The question: There’s a couple who are both friends of mine, but they want very different things. As a woman, I understand my female friend’s desire for marriage, kids and the house in the suburbs. He’s not that into it, but follows along. I’m concerned he’ll end up miserable in a life he didn’t really want. Should I talk to him about my concerns, or just let it go?
The answer: I have some questions that you need to be honest about answering: First, why do you think your friends have not considered these differences in their decision to stay together? Second, why is there a stronger loyalty you seem to feel toward your male friend? (Perhaps that is the friend you have the closer bond or longer history with?) Third, what you are trying to achieve by potentially raising these concerns with your friend?

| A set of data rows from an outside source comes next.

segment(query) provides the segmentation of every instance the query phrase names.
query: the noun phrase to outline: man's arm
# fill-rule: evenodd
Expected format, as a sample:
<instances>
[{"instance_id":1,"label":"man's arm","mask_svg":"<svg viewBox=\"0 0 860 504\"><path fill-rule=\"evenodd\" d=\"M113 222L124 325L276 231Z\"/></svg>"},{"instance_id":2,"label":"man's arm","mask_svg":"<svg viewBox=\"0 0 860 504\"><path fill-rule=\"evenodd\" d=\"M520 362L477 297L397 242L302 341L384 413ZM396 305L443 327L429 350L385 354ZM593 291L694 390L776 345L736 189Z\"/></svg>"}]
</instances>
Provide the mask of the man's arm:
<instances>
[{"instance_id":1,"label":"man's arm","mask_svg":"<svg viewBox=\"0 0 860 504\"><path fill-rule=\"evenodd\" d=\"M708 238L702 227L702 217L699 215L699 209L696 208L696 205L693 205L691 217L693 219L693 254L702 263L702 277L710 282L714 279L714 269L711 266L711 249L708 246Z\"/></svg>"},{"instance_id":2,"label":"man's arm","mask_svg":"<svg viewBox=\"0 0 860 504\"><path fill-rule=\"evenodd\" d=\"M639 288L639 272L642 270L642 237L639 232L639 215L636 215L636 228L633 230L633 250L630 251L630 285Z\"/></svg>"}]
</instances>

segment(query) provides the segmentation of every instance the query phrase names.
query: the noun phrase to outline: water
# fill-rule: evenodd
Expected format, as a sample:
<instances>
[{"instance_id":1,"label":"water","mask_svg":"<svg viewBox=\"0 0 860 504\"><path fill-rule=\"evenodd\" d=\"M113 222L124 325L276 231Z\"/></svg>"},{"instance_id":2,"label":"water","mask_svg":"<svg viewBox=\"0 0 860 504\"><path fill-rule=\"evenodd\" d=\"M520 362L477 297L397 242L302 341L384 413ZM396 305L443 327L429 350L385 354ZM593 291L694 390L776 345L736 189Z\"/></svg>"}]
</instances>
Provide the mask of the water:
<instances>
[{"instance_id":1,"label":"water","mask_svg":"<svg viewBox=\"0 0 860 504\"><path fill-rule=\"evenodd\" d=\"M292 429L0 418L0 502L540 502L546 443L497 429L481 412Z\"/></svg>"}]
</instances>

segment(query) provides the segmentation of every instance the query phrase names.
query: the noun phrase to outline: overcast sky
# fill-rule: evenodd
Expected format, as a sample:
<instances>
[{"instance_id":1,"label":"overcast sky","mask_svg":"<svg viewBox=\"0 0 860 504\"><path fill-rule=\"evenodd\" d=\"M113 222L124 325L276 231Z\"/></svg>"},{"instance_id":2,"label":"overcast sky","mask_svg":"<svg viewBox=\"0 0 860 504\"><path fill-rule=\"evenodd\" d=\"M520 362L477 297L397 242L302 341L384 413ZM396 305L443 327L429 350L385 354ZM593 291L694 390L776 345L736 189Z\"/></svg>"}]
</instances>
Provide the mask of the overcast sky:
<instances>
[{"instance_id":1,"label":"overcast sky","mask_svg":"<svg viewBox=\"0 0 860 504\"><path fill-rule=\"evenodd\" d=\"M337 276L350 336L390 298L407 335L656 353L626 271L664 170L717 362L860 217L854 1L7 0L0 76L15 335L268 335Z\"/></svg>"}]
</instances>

It is important for you to, very candidly, consider what your motive and intent is in having a conversation with your friend. Can you truthfully say that you have no hidden agenda or malintent in having this conversation? If yes, then keep reading.
The issues that you may potentially raise (and I emphasize with, potentially), and the manner in which you raise them, are going to be dependent on a number of factors, not least of which relates to the history and nature of your relationship with each partner. You want to be mindful of not being disrespectful to either friend, and also not judge a situation without all the information.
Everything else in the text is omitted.